Extension on Trade Through

By Gregory Bresiger

The SEC now says those hoping for relief from the trade through provisions of the Intermarket Trading System (ITS) will have a nine month extension of the exemption for exchange traded funds. The exemption had been slated to end last month.

Executives at electronic trading firms hailed the decision.

"This is an important step. It shows that the commission is starting to recognize the increasing importance of electronic trading," said Andrew Goldman, executive vice president for Island/Instinet and the firm's key Washington lobbyist.

The de minimis exemption - de minimis is a Latin term meaning small - allows ETFs to escape the trade through provisions provided they are "within three cents away from the best bid and offer quoted in the CQS [Consolidated Quote System]."

"The three cent de minimis exemption allows ITS participants and their members to execute transactions, through automated execution and otherwise, without attempting to access the quotes of other participants when the expected price improvement would not be significant," according to the SEC order.

The exemption, which permits trade throughs in the Nasdaq 100 Index ETF (QQQ), the Dow Jones Industrial Average and the S&P 500 Index funds, had been slated to expire on June 4. It is now extended to March 4, 2004, according to the SEC order.

"During this extended exemption period, the Commission intends to consider whether to adopt some other alternative solution, or to allow the exemption to expire," the SEC wrote.
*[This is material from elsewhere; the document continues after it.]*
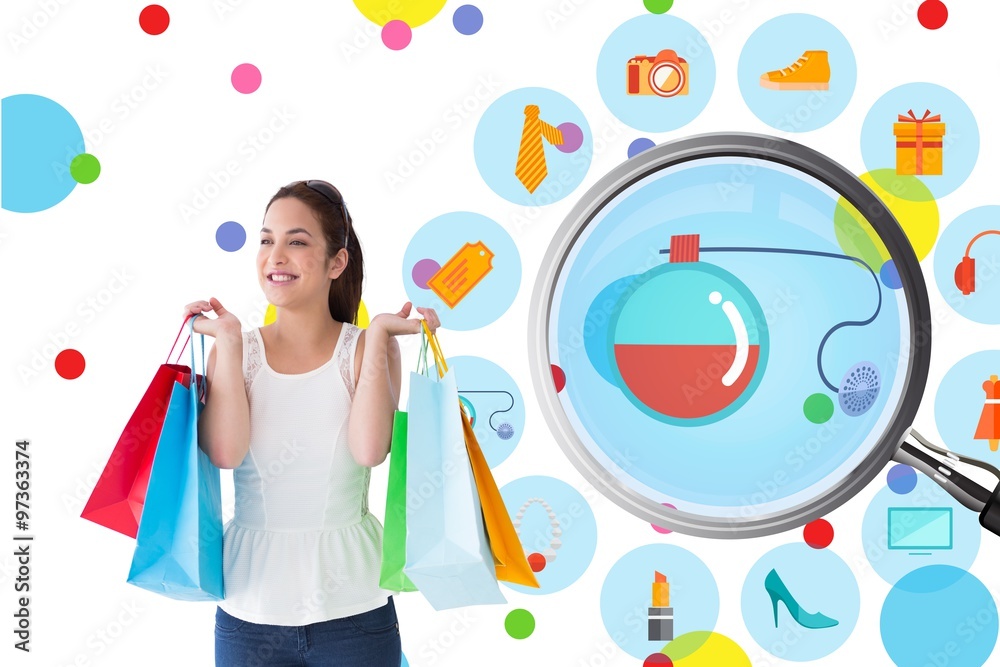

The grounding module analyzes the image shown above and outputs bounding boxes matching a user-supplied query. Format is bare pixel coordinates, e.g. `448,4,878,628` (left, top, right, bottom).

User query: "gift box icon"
892,109,945,176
The SEC noted that the decision doesn't exempt firms from best execution obligations.

Several trading executives also told Traders Magazine that they hope that the SEC will go further. "The three cent de minimis rule is an incremental step in breaking down one of the inefficiencies of the inter-market trading in active EFTs," according to Jenny Drake, a market structure specialist with ArcaEx.

"Ultimately, we believe investors will benefit from more significant reform - to the many rules and procedures that govern inter-market trading in listed securities," Drake said. Many trading executives hope that the SEC will make the trade through exemption permanent next year.